The verdicts cannot be reversed, but the attorney general has asked the court to rule that the question of whether convicting a defendant of criminal damage is a disproportionate interference with their human rights should not be left to a jury.

‘No balancing exercise is appropriate,’ Tom Little QC told the court today. ‘Damage to property is – like violence to the person – a simply unacceptable way to engage in political debate.’

He said that ‘the protection of property rights … is in the pursuit of a legitimate aim’ in relation to Articles 9, 10 and 11 of the European Convention on Human Rights. ‘Acts of criminal damage, whether it be that statue, whether it be other statues in many other towns or cities around the country, [they] cannot be pulled down and damaged in the way that this was in pursuit of or pursuant to the rights under Articles 9, 10 and 11,’ Little added.

He also said in written submissions: ‘Criminal damage is within the category of offences where any proportionality balance which may arise is struck by the terms of the offence-creating provision, without more ado.’

But lawyers for one of the Colston Four said the attorney general’s argument ‘extinguishes the role of the courts to review the convention compatibility of a criminal conviction that restricts expression in individual cases once the offence has been deemed to be intrinsically proportionate’.

Clare Montgomery QC argued in written submissions: ‘This is, at its core, fundamentally at odds with the constitutional shift brought about by the [Human Rights Act 1998] in the protection of rights of expression and assembly.’

She also said that juries – ‘by far the most reliable arbiter of society’s views on fairness and balance’ – are capable of making value judgments, giving the example of where they must decide whether a defendant has used reasonable force. ‘The fact that the jury may have to weigh competing values does not present particular difficulty,’ Montgomery said. ‘Juries are often asked to make judgments about balance in relation to moral as well as legal issues.
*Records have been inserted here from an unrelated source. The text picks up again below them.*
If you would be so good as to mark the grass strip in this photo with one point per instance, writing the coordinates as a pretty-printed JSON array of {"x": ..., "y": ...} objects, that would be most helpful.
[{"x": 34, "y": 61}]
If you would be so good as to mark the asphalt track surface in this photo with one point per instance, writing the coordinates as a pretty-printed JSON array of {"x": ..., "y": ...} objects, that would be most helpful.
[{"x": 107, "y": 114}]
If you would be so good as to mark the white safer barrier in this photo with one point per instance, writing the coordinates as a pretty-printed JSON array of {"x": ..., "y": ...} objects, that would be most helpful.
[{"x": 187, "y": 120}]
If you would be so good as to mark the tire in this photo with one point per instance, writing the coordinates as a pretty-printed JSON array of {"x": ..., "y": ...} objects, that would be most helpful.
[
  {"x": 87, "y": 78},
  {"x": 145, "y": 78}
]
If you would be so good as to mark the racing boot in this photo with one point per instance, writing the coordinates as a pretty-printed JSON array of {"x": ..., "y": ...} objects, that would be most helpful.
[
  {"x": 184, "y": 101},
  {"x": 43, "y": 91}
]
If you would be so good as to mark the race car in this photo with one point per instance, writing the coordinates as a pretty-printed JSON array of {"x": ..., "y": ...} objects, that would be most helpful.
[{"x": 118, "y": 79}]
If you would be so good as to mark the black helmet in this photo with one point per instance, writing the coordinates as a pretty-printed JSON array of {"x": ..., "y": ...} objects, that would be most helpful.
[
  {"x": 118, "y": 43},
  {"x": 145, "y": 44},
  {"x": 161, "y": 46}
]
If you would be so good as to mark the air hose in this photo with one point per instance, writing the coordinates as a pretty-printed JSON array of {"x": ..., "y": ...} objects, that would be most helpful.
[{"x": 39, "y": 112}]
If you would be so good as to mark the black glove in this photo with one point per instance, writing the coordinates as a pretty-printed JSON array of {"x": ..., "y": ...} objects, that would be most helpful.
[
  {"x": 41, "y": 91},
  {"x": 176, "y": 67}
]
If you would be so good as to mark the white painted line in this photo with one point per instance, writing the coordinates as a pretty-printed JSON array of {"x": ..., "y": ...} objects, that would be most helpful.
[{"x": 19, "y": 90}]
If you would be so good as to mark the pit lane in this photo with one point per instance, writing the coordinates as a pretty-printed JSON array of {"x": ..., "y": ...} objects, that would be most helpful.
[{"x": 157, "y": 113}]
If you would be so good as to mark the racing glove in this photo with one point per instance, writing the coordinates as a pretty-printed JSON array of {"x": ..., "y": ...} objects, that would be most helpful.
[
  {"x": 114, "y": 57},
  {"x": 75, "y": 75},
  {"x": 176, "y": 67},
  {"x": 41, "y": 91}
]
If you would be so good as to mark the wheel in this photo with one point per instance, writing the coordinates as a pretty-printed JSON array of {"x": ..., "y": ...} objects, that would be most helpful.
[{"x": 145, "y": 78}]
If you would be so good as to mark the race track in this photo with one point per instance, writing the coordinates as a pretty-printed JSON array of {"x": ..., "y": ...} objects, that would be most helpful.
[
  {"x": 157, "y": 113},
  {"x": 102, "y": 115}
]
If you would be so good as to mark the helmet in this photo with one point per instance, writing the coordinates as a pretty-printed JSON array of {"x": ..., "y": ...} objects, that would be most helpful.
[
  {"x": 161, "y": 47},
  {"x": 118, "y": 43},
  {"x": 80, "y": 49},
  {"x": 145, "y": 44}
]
Decisions about dishonesty, abuse of position, indecency, as well as reasonable excuse often involve difficult questions of judgment.’

She added: ‘The suggested difficulty of inconsistent or unreasoned decision making is no more than a general attack upon the use of juries rather than a reasoned basis for denying a jury trial to direct action protesters.’
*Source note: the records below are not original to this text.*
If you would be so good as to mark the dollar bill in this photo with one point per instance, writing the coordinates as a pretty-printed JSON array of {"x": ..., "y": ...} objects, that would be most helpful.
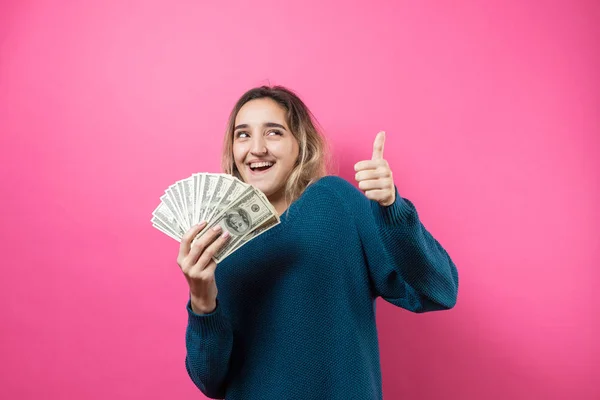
[
  {"x": 164, "y": 217},
  {"x": 220, "y": 199},
  {"x": 206, "y": 194},
  {"x": 173, "y": 193},
  {"x": 220, "y": 190},
  {"x": 241, "y": 217}
]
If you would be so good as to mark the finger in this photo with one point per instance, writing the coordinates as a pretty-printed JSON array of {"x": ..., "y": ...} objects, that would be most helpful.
[
  {"x": 378, "y": 146},
  {"x": 370, "y": 164},
  {"x": 201, "y": 244},
  {"x": 374, "y": 184},
  {"x": 372, "y": 174},
  {"x": 186, "y": 240},
  {"x": 210, "y": 252}
]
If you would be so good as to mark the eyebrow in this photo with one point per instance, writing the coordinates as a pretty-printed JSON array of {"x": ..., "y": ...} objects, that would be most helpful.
[{"x": 266, "y": 125}]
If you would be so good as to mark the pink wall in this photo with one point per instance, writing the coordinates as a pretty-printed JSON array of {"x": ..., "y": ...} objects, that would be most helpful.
[{"x": 491, "y": 112}]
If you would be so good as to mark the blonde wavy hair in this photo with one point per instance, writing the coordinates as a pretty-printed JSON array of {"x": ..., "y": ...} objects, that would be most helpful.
[{"x": 313, "y": 158}]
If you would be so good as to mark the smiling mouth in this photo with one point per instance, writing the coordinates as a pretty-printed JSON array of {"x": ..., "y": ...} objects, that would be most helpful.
[{"x": 260, "y": 166}]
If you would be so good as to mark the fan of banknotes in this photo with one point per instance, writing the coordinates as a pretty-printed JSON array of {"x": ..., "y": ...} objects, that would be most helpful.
[{"x": 219, "y": 199}]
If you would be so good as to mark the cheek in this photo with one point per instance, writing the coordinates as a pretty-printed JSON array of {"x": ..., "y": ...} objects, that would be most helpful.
[
  {"x": 286, "y": 150},
  {"x": 238, "y": 154}
]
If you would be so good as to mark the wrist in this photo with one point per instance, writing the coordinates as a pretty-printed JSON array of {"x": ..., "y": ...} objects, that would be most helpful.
[{"x": 202, "y": 306}]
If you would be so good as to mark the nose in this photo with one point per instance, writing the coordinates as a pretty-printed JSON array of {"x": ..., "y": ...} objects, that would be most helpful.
[{"x": 258, "y": 145}]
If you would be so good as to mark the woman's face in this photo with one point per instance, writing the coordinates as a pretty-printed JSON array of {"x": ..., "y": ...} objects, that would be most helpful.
[{"x": 264, "y": 149}]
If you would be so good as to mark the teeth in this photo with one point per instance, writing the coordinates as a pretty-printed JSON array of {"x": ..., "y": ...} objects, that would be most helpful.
[{"x": 261, "y": 164}]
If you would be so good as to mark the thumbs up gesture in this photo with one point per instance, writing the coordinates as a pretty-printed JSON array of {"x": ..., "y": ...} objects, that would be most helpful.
[{"x": 374, "y": 176}]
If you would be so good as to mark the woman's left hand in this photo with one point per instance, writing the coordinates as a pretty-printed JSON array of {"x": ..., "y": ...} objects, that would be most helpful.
[{"x": 374, "y": 176}]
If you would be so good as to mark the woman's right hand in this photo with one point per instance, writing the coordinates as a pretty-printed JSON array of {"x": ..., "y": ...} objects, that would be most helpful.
[{"x": 197, "y": 265}]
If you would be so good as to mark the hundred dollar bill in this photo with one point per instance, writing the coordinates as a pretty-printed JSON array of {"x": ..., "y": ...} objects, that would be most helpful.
[
  {"x": 241, "y": 217},
  {"x": 235, "y": 190},
  {"x": 198, "y": 182},
  {"x": 164, "y": 217},
  {"x": 188, "y": 199},
  {"x": 221, "y": 187},
  {"x": 268, "y": 224},
  {"x": 173, "y": 193},
  {"x": 158, "y": 225},
  {"x": 210, "y": 182}
]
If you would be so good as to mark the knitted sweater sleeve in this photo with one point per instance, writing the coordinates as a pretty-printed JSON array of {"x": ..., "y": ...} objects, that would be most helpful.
[
  {"x": 209, "y": 340},
  {"x": 407, "y": 266}
]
Human rights group Liberty, which has intervened in the case, said that ‘it is incumbent on the court, as a public authority, to justify an interference with the right to protest’.

Jude Bunting QC argued: ‘The wider concerns expressed by the attorney general (about the potential for inconsistency, the lack of reasons given for jury verdicts, the difficulty for a defendant to challenge a jury verdict on irrationality grounds) are really concerns about the jury system as a whole. Those concerns are over-stated. The constitutional importance of the jury in finding facts ought not be under-stated.’

The hearing continues.

In a statement, the attorney general said: ‘Trial by jury is an important guardian of liberty and critical to that is the legal directions given to the jury. It is in the public interest to clarify the points of law raised in these cases for the future. This is a legal matter which is separate from the politics of the case involved.’